To scrape PDFs from a website, first crawl the page to collect PDF URLs, then pass each link to a document parser that converts the file to structured text. The approach depends on how PDFs are served: directly linked .pdf files are straightforward to collect and parse, but embedded JavaScript viewers (like Scholarvox or FlipHTML5) load documents page by page, making the underlying file inaccessible through a plain HTTP request and requiring browser automation or a managed API instead.

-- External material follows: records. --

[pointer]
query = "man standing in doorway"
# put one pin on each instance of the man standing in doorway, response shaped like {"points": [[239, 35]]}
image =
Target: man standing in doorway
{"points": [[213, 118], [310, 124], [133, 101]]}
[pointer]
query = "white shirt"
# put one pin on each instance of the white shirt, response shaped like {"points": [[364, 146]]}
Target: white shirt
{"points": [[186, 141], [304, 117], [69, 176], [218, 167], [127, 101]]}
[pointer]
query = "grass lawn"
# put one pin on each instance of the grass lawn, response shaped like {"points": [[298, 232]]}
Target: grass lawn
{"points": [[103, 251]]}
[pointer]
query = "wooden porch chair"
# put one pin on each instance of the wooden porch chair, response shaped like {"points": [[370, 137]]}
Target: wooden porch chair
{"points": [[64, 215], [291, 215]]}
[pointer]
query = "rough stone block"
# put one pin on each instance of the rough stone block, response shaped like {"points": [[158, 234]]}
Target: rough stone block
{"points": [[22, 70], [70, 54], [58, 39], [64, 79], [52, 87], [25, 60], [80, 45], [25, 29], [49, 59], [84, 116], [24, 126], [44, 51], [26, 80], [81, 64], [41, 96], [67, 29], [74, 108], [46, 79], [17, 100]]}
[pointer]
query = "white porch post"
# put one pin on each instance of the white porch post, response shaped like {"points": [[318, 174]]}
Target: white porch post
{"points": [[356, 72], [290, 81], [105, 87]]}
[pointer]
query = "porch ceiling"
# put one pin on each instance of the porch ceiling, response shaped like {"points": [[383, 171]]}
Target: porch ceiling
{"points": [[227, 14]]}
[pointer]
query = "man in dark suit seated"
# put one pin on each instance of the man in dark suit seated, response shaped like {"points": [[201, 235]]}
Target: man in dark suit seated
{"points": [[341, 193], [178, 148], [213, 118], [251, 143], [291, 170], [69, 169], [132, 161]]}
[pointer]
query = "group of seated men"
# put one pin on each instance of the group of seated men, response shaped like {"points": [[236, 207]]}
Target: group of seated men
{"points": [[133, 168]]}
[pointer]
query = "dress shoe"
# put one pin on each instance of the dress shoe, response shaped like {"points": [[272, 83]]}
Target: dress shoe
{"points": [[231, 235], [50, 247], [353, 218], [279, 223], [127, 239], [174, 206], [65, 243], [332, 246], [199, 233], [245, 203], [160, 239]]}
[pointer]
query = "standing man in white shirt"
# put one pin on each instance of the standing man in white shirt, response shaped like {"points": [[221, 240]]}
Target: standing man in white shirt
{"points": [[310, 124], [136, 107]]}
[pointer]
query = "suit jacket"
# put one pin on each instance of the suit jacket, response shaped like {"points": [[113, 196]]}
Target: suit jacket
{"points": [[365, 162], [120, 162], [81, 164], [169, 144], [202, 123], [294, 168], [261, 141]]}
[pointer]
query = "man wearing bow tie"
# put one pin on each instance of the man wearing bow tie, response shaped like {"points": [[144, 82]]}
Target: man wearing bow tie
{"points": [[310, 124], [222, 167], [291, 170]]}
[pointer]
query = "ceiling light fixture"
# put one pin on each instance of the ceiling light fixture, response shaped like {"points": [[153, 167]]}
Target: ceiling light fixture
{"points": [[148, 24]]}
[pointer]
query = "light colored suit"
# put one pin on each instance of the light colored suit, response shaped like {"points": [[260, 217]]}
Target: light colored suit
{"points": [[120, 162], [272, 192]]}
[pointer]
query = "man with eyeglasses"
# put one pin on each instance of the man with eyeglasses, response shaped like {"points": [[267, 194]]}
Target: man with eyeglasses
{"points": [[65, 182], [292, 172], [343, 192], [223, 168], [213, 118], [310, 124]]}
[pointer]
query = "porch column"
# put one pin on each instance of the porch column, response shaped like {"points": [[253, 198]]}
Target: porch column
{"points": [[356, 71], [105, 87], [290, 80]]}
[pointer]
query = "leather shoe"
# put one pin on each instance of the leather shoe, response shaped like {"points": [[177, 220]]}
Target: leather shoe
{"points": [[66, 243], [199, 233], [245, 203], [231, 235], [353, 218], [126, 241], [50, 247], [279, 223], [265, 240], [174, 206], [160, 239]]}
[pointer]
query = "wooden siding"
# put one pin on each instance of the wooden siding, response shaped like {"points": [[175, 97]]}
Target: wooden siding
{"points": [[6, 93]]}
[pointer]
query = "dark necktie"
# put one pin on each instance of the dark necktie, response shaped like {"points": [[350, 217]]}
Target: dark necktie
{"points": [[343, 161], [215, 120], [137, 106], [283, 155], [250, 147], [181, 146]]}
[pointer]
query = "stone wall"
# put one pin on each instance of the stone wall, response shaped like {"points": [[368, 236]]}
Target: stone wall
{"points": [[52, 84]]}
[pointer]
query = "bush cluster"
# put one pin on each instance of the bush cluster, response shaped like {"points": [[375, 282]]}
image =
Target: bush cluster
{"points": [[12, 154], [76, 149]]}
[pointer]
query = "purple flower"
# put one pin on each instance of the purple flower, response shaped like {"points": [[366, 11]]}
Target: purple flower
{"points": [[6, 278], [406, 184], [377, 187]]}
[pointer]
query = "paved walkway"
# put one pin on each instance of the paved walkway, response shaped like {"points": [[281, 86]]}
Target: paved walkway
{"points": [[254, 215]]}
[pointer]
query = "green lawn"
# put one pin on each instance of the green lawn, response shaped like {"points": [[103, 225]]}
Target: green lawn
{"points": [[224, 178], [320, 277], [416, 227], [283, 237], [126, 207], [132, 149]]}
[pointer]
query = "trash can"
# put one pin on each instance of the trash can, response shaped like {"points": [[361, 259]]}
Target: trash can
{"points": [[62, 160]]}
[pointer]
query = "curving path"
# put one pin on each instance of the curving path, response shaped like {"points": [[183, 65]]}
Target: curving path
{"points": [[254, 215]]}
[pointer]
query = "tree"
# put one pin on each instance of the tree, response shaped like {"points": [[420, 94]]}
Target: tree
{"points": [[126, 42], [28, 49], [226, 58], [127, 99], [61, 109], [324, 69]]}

| Source type | How PDFs are served | Approach |
|---|---|---|
| Direct links | Static .pdf URL in anchor tag | Crawl page, collect URLs, pass to parser |
| Embedded viewer (JS) | Document loaded page by page via JS | Browser automation or managed API |
| Authenticated portal | PDF behind login or session | Auth flow required before access |
| Paginated viewer | Each page fetched as a separate request | Intercept requests or use API |
For directly linked PDFs, crawl the page to collect URLs, then pass each one to a document parser. For embedded or paginated viewers, the underlying PDF URL may not be exposed at all, so tooling that drives a browser is required to intercept the actual document fetch.
For web-hosted PDFs, Firecrawl's scrape endpoint with document parsing accepts any accessible PDF URL and returns clean Markdown. Use the Crawl API to extract all PDF links from a site first, then pass each URL to scrape. For local or non-public documents, upload them directly to the /parse endpoint. For scanned PDFs, set mode: "ocr" to run OCR across all pages before returning content. The engine handling this is Fire-PDF, which classifies pages automatically and processes text-based content natively without GPU, averaging under 400ms per page for mixed documents. For a side-by-side comparison of PDF parsers for web scraping and AI workflows—including open-source options like Docling, Marker-PDF, and LlamaParse—see the dedicated guide. For a broader evaluation of managed document parsing APIs — covering PDF parsing APIs, document extraction APIs, and AI document processing services — see the best document parsing APIs guide. For parsing local or non-public PDF files (rather than web-hosted URLs), the /parse endpoint accepts direct file uploads and returns the same clean Markdown output.
from firecrawl import Firecrawl
firecrawl = Firecrawl(api_key="fc-YOUR-API-KEY")
doc = firecrawl.scrape("https://example.com/report.pdf", formats=["markdown"])
print(doc.markdown)